Je n'en suis pas sûre, Benjy.  Je ne suis pas très au courant au sujet de l'argot.  Je devinais.


----------



## geve

Benjy said:


> mais chelou = louche => c'est un peu louche tout ça == je le sens pas/faut s'en mefier?
> 
> non?


D'accord avec toi. Ou alors, c'est de la personne que l'on parle, pas de sa réplique, par exemple :
_- Cucumbernickle Explains Aerodynamics Of A Gastronomous Space-goose_
_- Ouh là, t'es chelou toi..._
(pardon mszlmb )

Mais on s'éloigne du sens de "random" !


----------



## emma42

Merci, geve et Benjy.


----------



## mszlmb

geve said:


> D'accord avec toi. Ou alors, c'est de la personne que l'on parle, pas de sa réplique, par exemple :
> _- Cucumbernickle Explains Aerodynamics Of A Gastronomous Space-goose_
> _- Ouh là, t'es chelou toi..._
> (pardon mszlmb )
> 
> Mais on s'éloigne du sens de "random" !


Haha, pas'd problème, I set myself up 4 it


----------



## jann

Would something along the lines of "_je ne sais pas d'où tu as sorti ça !_" be equivalent (in usage)?  Or are you specifically looking for an adjective?


----------



## Cath.S.

OlivierG said:


> Random= aléatoire, au hasard.
> Dans le cas de quelqu'un qui dit quelque chose d'étrange, on dira : "Il raconte n'importe quoi".


 And how about
_il raconte *ce qui lui passe par la tête*,_ 
wouldn't that be a possible translation of _random_?


----------



## wildan1

ou alors dans ce contexte-là, simplement _"n'importe quoi !" _?

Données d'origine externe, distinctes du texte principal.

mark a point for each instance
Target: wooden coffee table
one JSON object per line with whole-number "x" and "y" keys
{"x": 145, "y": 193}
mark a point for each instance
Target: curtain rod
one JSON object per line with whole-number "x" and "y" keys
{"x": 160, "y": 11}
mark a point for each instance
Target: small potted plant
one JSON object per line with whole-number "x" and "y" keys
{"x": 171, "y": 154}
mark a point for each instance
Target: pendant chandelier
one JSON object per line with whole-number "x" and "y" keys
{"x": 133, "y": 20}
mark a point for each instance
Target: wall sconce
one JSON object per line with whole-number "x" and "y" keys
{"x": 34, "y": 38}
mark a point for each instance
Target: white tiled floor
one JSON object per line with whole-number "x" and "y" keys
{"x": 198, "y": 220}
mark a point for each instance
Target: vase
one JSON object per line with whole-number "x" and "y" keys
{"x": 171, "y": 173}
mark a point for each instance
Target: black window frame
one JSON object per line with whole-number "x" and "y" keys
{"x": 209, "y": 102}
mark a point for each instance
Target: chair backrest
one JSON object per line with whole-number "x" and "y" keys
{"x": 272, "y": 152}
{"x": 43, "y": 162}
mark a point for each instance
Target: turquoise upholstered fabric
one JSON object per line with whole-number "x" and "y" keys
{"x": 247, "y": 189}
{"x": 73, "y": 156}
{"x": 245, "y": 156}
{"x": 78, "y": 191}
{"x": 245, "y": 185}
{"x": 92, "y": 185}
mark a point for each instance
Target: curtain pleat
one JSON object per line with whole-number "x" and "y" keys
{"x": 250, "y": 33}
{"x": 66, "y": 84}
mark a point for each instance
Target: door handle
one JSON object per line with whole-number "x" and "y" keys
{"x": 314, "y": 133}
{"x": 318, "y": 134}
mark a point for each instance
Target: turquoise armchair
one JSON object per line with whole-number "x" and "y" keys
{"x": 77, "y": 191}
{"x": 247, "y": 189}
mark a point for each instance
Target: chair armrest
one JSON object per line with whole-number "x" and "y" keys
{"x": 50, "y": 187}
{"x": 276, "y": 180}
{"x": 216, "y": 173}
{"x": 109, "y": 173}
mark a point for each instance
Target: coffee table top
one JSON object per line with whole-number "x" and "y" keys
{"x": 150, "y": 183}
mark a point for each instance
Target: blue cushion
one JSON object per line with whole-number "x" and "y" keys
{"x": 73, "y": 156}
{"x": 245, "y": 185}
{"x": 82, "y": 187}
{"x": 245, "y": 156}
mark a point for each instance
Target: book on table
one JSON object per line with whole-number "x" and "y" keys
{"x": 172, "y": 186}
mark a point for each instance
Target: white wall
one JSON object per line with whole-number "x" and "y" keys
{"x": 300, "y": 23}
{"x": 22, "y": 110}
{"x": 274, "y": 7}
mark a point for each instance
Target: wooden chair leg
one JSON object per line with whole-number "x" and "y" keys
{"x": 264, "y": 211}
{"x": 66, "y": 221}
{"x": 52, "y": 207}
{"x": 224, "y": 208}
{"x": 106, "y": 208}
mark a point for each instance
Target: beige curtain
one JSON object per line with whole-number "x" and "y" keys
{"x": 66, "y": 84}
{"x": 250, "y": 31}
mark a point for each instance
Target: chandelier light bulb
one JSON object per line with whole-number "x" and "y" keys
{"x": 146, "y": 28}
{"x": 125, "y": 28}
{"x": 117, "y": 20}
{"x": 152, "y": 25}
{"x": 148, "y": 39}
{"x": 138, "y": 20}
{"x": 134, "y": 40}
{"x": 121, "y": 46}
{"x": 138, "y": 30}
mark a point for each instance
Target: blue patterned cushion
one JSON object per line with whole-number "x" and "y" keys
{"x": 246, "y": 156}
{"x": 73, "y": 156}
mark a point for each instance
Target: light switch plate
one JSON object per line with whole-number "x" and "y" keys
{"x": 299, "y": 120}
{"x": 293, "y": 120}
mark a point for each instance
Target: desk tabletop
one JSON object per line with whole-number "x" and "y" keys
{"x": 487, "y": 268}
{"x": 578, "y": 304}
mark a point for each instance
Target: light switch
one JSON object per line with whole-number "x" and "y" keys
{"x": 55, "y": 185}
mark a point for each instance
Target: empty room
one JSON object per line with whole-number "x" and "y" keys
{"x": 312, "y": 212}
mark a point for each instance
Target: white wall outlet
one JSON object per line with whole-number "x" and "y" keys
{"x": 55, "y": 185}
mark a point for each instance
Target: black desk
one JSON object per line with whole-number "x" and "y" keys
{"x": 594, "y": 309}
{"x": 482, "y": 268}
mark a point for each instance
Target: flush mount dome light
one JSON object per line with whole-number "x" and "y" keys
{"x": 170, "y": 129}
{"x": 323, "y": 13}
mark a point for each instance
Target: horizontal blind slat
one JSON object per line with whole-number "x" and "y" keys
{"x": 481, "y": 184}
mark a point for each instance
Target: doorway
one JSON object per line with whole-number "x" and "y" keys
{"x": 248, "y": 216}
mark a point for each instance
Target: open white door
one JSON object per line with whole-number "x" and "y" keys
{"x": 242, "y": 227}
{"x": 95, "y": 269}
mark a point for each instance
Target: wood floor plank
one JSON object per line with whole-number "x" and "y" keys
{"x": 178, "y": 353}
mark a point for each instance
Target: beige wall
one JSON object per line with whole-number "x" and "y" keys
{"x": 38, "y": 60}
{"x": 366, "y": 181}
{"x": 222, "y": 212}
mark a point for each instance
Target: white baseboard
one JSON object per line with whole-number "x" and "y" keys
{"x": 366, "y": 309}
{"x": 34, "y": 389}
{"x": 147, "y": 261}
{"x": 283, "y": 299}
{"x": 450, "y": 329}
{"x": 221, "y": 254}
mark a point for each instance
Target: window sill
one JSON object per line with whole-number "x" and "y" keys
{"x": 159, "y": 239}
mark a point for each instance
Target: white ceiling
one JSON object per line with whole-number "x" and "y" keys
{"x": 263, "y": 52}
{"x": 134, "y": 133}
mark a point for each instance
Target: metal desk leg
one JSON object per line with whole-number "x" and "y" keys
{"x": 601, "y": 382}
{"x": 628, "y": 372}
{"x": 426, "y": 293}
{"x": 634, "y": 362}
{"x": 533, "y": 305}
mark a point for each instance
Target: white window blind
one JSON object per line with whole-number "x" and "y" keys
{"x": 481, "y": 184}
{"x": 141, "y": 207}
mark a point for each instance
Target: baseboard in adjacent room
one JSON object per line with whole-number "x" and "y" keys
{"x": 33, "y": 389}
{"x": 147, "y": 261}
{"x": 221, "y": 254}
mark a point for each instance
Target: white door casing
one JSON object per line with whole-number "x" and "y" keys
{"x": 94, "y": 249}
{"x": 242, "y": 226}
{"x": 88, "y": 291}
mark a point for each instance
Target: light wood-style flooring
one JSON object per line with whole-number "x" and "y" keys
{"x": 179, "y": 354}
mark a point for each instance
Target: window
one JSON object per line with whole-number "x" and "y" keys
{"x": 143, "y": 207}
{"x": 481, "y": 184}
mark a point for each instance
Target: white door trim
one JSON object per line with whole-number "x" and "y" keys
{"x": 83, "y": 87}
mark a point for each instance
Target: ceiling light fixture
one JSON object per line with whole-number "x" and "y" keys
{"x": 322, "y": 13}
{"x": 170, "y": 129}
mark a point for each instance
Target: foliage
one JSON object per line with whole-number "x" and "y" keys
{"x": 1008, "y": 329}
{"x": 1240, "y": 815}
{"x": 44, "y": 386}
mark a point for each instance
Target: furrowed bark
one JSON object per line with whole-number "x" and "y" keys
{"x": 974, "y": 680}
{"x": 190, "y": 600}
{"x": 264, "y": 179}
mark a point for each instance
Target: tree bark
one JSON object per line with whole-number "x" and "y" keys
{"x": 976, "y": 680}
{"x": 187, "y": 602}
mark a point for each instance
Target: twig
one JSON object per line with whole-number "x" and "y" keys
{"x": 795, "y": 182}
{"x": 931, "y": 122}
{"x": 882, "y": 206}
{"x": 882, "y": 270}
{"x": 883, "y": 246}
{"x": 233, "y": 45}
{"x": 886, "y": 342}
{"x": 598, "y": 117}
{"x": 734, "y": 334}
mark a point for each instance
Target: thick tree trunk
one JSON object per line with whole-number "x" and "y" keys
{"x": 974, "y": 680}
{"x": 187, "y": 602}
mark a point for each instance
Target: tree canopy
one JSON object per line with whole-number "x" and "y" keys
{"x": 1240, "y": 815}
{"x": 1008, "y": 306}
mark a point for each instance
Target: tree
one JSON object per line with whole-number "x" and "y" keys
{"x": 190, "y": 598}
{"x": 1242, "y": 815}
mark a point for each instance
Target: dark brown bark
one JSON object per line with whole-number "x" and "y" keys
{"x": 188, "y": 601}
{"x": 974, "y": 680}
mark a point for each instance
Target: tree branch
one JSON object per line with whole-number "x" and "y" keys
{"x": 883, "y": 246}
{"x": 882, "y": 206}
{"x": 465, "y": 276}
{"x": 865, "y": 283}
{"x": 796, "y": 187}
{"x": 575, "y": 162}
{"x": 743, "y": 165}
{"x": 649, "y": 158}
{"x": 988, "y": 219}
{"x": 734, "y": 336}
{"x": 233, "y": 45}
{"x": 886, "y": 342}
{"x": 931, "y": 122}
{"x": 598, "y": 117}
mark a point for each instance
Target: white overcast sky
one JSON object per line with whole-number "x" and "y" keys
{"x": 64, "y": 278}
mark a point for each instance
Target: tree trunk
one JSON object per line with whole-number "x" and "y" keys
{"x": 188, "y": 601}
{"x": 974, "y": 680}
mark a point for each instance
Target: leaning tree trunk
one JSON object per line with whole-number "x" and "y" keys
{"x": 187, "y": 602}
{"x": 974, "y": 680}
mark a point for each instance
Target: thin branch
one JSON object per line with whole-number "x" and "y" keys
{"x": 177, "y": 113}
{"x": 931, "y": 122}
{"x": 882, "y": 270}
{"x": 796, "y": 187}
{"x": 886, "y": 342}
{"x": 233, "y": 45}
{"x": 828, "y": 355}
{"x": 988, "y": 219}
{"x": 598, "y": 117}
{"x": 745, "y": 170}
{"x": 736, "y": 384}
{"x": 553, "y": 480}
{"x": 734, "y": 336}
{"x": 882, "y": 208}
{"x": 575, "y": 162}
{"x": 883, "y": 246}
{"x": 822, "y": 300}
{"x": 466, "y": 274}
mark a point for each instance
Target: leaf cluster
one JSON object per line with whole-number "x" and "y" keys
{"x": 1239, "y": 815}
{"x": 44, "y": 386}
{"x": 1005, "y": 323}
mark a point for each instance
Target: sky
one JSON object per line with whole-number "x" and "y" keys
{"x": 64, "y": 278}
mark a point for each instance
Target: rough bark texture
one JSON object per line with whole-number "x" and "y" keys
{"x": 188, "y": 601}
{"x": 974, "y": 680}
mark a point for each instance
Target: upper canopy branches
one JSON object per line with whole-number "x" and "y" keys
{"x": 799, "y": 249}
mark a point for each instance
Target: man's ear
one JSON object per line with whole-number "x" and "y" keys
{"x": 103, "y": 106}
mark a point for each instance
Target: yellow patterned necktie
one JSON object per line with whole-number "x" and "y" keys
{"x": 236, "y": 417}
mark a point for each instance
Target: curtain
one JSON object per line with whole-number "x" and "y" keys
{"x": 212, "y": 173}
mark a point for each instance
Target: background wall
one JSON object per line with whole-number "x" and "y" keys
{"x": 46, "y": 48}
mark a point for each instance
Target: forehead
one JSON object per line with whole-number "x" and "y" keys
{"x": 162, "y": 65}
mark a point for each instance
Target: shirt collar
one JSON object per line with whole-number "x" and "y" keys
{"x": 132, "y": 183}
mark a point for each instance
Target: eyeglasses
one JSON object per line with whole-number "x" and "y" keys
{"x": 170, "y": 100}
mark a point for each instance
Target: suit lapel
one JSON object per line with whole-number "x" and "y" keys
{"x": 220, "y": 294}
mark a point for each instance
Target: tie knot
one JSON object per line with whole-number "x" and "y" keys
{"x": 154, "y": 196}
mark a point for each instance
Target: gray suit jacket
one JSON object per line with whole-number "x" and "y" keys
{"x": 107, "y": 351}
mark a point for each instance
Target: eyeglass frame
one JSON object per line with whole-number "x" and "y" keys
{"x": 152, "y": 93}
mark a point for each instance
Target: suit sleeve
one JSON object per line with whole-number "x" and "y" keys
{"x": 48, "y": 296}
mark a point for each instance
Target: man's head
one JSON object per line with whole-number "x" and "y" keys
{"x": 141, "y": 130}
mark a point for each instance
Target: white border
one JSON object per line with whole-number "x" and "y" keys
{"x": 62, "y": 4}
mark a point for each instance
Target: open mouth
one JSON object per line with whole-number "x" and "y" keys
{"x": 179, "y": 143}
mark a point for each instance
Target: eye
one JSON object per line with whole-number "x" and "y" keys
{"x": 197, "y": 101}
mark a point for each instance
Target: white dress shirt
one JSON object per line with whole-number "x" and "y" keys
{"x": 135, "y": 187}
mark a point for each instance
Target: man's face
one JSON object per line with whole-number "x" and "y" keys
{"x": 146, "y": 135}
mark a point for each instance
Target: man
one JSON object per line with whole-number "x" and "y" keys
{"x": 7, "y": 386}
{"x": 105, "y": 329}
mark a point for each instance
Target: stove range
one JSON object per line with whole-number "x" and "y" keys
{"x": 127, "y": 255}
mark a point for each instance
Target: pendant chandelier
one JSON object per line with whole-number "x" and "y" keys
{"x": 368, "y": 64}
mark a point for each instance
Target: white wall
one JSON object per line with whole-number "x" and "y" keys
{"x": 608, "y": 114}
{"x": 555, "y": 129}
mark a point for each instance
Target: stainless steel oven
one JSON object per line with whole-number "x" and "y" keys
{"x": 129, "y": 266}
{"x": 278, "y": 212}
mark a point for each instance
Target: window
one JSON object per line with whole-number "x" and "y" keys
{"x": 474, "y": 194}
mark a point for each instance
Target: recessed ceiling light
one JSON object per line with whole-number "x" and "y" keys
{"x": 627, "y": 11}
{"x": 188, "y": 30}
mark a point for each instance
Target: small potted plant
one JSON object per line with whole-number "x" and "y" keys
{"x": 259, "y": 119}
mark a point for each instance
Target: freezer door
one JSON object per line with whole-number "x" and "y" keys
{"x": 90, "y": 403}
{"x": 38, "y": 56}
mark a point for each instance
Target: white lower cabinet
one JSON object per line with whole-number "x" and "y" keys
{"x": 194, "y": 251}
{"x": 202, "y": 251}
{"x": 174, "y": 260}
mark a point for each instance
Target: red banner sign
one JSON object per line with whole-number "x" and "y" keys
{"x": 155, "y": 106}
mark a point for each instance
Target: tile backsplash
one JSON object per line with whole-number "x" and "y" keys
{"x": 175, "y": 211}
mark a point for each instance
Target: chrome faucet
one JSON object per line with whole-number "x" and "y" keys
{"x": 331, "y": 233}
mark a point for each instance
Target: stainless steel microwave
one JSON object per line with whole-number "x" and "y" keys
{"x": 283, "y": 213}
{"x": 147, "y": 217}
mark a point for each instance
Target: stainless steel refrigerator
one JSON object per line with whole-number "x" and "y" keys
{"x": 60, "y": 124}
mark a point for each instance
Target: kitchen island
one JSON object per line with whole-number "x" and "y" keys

_random _in US usage among younger people is an old word that has become (over?)used in the past few years. While its original meaning is _au hasard _or _aléatoire_, it has now become almost a filler word some use to express anything that you have some equivocal feeling about...(such as I hear in my office in conversations among 20-somethings)


----------



## Toto1900

"Chelou" aujourd'hui a prit un sens qui s'éloigne de sa veritable signification: "louche" à l'envers. En effet "chelou" aujourd'hui utilisé par les djeun's a plutot le sens de bizarre. (cf l'exemple ci-dessus "ouh la, t'es chelou toi")
Sinon concernant "random" on pourrait traduire 
"It's pretty random" par "c'est n'imp" ou bien "c'est du n'imp" si on veut rester dans un language un peu jeune.  (Abréviation de c'est du n'importe quoi).


----------



## Yorkshire Daisy

Je ne crois pas que la bonne réponse soit toujours chelou (dodgy). Je dois vous dire... chaque jour en France je pose aux francais la meme question.. 'comment dire random en francais', et je n'ai jamais entendu une bonne traduction. Il y a quelques mots différents qu'ils utilisent pour le dire... ceux que j'ai appris sont :

- par hasard - 'je les ai rencontré par hasard (randomly!)
- un n'importe qui - a random person
- un garcon qui j'ai rencontré dans la rue (that is how you express a random guy who i met randomly on the street, apparemment!)
- random party/evening - une soirée inattendue

Ma réponse - c'est sur qu'il n y a pas une seule traduction!


----------



## Cath.S.

Dans le contexte du message d'origine (n°1) il me vient aussi 
_il/elle délire._


----------